The tragic irony of Jinnah’s struggle for Pakistan was that, far from emancipating India’s Muslims, it empowered India’s Hindu chauvinists. (It is impossible, in fact, to imagine a man who has caused greater harm to India’s Muslims than Jinnah.) It exonerated the demonization of Muslims as untrustworthy Fifth Columnists, and it legitimized the project to turn India into a Hindu state. Once a homeland for India’s Muslims had been established, some Hindus argued, what they had left behind was, logically, a homeland for Hindus. This was a powerful argument, especially after the carnage of partition. A lesser man would have succumbed to it – just as Jinnah had in Pakistan – but not Nehru. He was determined not to turn India into what he called a “Hindu Pakistan.”

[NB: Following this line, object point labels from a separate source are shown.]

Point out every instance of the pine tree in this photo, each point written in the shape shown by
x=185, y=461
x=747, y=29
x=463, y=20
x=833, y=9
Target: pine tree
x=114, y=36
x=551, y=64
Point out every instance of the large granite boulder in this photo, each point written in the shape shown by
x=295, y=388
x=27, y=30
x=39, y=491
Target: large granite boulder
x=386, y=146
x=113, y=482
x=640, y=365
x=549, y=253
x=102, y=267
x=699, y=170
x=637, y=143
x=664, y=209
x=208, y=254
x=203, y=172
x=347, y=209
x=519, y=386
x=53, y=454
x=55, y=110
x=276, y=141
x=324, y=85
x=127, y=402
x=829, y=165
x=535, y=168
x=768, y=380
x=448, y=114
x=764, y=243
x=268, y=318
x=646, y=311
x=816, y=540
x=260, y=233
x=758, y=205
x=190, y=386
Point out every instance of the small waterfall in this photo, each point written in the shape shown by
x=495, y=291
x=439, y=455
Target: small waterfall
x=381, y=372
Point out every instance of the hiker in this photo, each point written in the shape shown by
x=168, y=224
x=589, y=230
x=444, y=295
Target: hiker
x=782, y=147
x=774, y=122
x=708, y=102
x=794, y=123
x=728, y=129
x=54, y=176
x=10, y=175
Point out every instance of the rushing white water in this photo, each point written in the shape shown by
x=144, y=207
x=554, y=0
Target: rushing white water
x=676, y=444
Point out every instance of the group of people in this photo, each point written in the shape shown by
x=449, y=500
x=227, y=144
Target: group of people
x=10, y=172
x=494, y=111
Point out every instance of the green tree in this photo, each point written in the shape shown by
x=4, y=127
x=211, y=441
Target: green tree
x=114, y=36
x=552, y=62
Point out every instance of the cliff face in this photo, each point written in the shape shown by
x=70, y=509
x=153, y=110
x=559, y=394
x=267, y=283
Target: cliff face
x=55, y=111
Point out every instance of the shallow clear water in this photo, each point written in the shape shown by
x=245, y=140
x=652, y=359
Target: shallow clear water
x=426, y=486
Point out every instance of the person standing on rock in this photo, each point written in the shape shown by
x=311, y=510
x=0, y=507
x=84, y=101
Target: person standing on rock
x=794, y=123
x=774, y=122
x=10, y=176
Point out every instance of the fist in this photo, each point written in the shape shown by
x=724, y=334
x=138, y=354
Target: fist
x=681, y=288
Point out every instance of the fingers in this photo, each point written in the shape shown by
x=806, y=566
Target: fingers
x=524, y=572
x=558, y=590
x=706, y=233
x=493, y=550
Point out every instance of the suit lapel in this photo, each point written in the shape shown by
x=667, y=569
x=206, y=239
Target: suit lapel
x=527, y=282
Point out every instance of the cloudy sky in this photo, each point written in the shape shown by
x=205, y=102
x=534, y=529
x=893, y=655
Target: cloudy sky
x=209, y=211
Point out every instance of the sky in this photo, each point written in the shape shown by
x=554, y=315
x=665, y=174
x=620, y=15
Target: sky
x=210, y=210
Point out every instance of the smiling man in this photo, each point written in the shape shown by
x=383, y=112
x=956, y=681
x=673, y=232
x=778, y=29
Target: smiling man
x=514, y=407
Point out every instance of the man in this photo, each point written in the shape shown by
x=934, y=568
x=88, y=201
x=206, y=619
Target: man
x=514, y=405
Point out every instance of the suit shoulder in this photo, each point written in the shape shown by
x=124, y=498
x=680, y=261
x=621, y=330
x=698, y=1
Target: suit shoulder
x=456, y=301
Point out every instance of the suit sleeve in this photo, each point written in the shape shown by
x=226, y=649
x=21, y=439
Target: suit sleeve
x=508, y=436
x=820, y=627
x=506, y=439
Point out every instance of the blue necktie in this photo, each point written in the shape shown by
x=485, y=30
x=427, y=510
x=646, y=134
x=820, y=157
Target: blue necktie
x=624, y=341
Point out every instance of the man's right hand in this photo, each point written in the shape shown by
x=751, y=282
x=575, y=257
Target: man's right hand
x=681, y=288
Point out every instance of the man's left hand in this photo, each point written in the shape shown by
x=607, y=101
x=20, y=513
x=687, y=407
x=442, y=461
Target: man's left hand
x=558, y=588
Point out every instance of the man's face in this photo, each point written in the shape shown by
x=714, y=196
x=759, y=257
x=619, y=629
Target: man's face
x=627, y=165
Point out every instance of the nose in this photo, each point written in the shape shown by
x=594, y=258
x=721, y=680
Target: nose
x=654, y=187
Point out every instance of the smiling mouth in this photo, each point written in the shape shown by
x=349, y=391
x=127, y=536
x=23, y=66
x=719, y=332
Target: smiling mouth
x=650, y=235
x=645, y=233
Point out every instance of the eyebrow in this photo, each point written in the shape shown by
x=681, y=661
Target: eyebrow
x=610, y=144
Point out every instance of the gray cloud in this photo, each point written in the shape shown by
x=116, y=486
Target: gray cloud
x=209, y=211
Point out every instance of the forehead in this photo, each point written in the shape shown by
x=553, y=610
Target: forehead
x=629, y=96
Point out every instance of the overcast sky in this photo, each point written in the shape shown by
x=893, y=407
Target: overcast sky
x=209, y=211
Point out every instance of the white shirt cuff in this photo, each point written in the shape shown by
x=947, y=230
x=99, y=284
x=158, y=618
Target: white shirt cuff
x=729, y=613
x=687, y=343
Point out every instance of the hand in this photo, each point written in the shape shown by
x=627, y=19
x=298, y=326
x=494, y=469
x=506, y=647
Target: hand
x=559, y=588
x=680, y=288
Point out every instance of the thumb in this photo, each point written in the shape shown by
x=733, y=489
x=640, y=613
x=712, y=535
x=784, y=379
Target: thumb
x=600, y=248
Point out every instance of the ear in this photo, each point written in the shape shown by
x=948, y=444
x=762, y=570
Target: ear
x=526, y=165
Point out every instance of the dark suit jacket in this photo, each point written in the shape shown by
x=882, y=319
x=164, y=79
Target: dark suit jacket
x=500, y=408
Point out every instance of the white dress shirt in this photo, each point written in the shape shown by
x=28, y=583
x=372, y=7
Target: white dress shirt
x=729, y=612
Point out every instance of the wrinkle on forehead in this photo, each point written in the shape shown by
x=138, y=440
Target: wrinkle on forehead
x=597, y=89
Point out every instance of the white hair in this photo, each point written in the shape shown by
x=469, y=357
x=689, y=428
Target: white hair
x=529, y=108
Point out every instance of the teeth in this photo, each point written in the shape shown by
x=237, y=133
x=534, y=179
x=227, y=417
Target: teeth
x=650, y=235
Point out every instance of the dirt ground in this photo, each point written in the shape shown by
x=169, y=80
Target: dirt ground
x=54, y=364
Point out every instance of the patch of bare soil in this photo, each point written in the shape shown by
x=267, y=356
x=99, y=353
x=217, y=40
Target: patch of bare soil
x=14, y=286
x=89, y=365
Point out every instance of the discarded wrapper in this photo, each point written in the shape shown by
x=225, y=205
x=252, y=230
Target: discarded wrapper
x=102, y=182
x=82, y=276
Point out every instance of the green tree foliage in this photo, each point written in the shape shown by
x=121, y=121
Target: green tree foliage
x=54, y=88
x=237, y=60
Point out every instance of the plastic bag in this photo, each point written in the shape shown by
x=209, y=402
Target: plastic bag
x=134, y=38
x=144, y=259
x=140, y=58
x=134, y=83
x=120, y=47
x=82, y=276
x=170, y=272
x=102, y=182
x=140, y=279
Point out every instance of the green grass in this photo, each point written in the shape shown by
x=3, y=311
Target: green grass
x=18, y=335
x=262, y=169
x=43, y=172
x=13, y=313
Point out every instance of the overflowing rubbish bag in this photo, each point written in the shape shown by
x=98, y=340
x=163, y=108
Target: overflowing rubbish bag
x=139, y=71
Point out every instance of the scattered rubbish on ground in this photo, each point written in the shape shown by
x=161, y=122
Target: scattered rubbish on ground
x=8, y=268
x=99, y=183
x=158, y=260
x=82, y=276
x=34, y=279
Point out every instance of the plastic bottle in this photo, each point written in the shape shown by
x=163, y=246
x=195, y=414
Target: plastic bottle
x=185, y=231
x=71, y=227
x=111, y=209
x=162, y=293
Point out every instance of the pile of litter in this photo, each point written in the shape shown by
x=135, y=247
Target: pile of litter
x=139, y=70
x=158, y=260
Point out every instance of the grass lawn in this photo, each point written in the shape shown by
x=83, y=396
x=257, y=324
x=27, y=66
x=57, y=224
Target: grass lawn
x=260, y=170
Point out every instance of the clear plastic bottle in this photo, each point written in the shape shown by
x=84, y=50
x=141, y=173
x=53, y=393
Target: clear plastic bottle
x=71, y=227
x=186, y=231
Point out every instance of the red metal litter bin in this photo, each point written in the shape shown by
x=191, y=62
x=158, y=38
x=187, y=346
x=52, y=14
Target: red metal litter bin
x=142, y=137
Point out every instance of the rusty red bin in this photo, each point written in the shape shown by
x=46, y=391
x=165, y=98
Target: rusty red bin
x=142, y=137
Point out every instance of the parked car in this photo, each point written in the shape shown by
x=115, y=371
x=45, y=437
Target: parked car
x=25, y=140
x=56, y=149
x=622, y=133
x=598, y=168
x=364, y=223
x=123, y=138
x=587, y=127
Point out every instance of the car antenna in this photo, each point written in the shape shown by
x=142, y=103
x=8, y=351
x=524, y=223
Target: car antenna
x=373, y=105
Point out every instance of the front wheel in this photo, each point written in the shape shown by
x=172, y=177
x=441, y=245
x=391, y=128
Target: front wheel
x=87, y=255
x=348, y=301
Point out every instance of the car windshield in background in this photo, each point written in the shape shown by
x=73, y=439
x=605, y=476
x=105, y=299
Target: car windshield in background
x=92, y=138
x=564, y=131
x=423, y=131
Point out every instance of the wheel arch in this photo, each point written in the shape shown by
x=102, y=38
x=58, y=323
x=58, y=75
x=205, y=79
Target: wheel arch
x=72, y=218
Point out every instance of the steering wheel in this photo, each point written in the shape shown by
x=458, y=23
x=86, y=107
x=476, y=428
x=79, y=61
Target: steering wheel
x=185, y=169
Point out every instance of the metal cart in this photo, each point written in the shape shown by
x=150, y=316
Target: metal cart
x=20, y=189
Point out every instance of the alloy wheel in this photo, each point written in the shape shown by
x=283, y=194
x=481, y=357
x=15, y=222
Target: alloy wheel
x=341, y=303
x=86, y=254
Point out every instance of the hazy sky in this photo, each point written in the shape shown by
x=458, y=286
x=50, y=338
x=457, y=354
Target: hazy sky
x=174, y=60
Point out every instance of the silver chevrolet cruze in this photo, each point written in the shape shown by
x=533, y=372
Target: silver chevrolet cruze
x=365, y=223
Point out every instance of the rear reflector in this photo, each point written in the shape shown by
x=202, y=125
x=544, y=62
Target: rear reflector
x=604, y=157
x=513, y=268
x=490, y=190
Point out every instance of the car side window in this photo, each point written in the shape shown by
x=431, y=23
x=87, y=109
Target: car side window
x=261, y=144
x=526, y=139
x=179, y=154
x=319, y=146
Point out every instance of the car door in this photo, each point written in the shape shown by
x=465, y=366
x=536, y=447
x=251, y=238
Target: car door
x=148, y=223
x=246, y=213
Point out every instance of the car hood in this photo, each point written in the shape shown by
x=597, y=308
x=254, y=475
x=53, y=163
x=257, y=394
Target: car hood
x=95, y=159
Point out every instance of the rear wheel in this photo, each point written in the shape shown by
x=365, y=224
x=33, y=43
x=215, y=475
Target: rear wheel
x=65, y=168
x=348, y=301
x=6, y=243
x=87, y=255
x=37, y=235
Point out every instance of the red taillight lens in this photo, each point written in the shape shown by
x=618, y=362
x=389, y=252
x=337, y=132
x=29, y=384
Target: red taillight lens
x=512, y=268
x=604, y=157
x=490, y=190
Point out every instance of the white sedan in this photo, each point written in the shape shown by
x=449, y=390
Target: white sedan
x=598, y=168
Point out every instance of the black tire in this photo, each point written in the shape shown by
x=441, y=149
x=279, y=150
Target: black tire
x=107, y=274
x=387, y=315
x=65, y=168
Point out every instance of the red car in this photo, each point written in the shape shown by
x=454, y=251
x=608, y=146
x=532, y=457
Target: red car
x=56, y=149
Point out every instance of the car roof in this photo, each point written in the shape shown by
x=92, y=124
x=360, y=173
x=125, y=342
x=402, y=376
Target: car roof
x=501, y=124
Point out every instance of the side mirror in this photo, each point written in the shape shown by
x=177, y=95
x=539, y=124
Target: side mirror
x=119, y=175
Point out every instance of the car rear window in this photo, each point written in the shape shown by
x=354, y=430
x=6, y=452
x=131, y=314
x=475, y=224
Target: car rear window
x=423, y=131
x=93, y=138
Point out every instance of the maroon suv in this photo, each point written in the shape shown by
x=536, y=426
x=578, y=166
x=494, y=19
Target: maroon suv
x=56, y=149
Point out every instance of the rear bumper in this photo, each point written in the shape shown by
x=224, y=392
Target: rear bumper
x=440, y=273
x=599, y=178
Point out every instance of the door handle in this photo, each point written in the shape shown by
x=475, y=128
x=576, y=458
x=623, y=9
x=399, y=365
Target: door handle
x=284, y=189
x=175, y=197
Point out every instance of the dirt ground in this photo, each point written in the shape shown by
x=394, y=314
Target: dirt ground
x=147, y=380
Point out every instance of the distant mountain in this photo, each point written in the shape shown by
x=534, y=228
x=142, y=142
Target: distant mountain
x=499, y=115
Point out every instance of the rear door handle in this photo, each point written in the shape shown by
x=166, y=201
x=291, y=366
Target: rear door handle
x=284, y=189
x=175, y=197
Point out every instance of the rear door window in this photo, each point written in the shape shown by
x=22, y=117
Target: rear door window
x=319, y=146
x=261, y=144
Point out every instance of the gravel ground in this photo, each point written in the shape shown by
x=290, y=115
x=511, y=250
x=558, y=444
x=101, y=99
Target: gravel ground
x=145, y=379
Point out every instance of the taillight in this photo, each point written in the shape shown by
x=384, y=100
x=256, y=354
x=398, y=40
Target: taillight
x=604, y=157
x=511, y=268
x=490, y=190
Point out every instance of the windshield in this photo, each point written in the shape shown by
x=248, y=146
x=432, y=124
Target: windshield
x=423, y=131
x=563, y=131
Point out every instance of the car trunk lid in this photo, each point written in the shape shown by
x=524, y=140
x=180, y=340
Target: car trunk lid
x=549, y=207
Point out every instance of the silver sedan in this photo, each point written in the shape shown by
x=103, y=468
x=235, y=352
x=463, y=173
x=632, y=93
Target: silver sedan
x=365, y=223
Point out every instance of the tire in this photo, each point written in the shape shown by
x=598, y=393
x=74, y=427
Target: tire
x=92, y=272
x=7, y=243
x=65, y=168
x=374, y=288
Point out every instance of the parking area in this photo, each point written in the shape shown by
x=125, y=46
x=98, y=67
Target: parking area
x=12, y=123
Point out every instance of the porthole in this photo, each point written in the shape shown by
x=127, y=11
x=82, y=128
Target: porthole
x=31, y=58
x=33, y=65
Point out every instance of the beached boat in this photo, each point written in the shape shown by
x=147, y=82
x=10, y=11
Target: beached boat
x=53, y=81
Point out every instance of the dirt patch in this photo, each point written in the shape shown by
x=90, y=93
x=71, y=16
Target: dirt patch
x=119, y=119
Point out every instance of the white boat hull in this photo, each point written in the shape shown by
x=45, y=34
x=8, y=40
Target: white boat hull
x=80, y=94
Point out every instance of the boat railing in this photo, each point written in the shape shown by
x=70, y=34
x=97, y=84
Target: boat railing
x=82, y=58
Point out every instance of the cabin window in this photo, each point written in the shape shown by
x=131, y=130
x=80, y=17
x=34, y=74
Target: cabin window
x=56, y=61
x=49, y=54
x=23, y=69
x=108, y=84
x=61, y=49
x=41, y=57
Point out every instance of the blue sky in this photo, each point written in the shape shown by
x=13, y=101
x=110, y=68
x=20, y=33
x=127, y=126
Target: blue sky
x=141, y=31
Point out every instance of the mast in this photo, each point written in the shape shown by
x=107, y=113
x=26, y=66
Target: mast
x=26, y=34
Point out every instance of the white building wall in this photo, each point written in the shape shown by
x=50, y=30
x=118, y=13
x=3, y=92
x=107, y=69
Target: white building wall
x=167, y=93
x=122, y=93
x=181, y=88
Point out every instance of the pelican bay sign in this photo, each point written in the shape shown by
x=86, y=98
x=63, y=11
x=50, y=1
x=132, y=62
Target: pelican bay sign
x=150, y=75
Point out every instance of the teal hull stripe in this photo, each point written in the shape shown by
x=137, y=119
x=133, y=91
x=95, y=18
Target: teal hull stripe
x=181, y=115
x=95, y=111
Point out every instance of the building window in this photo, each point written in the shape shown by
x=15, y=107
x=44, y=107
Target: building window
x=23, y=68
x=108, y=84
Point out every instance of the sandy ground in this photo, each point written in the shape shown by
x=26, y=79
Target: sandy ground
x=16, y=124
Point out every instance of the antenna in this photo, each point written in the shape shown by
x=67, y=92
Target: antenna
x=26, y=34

Having realized that the quest for a Muslim nation that the idea of Pakistan embodied had failed – or was bound to fail – Jinnah sought to bequeath the appearance of a strong state. Power, and the accoutrements of power, would fill the vacuum created by the lack of ideas. Jinnah spent those first violent months of his country’s painful birth writing to Ambassador Mirza Ispahani in Washington to find a limousine and aircraft befitting the governor-general. “What about my car?” an impatient Jinnah asked Ispahani in December of that blood-soaked year. “I want the car very badly.” The distance between his priorities and the plight of the people he governed could not have been greater. When he died, just over a year after Pakistan’s creation, he had left behind all the trappings of a state, but not even the trace of a nation. The end itself was Sophoclean. Cancerous flames had flared up in his lungs, and he was forced to spend his last months marooned in the mountains of Ziarat. During an emergency shift to Karachi, the military ambulance in which he lay dying broke down on the highway to the capital. He was too weak to climb into his limousine. The heat was oppressive. Flies swarmed around his face. He gasped for air, his life “ebbing away, drop by drop, breath by breath.” Refugee camps stood on either side of the road. The date would cast a shadow: September 11, of 1948.